Project:  Analysis of S-Protein mediated Fusion of Coronavirusess 

Patricia Eifart 

Infection by the coronavirus mouse hepatitis virus (MHV)-A59 requires the release of the viral genome by fusion with the respective target membrane of the host cell. Fusion is mediated by the viral S-protein.

Results:
Infection of cells is strongly inhibited by lysosomotropic agents and substances which interfere with clathrin-dependent endocytosis, suggesting that MHV-A59 is taken up via endocytosis and delivered to acidic endosomal compartments (Fig. 1).
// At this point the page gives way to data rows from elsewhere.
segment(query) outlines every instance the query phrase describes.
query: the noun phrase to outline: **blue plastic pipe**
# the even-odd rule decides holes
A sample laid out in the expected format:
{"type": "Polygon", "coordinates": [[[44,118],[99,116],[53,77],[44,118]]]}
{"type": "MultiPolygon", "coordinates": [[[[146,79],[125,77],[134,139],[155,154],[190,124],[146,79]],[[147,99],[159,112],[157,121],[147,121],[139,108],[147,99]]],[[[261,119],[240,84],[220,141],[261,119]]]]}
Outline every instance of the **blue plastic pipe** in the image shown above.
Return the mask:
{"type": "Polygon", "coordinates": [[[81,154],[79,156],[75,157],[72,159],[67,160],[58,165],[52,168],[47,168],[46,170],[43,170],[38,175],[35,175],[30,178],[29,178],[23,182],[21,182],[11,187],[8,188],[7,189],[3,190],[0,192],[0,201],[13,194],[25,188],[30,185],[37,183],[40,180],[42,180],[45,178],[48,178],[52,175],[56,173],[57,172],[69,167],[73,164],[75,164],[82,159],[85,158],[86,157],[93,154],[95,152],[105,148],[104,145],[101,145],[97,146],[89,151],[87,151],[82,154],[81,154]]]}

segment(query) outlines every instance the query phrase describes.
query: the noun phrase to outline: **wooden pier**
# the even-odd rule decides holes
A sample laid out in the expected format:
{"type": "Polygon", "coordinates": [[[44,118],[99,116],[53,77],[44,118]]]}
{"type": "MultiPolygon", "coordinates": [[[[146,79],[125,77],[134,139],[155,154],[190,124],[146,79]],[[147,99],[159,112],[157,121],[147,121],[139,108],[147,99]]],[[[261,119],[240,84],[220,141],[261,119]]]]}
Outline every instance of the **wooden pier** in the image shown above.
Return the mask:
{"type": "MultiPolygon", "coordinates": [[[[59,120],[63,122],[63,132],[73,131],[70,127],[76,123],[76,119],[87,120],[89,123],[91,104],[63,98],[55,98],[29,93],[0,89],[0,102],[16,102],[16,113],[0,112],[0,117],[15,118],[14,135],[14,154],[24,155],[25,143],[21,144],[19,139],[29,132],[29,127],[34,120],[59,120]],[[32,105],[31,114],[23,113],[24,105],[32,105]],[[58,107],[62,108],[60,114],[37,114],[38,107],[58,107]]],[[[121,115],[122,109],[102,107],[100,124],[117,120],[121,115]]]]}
	Fig. 1: Inhibition of MHV-A59 infection of different murine cell lines by inhibitors of endocytic uptake and endosomal acidification

Fluorescence confocal microscopy of labeled MHV-A59 confirmed that the virus is taken up via endocytosis. Bright labeling of intracellular compartments suggests their fusion with the viral envelope (Fig. 2).

Fig.2: Confocal Microscopy of labeled MHV-A59 with 17Cl-1 cells	Fig.3: Electron micrograph of low-pH pretreated MHV-A59 virus particles

Additionaly, electron microscopy revealed low pH triggered conformational alterations of the S-ectodomain (Fig. 3). The results imply that endocytosis plays a major role in MHV-A59 infection and that the acidic pH of the endosomal compartment triggers a conformational change of the S-protein mediating fusion.

References:

Eifart, P., Ludwig,K., Böttcher, C., de Haan, C.A.M., Rottier, P.J.M., Korte, T. and Herrmann, A. (2007)
The Role of Endocytosis and low pH in Cell Entry of the Murine Hepatitis Virus MHV-A59.
Journal of Virology, 81: 10758–10768.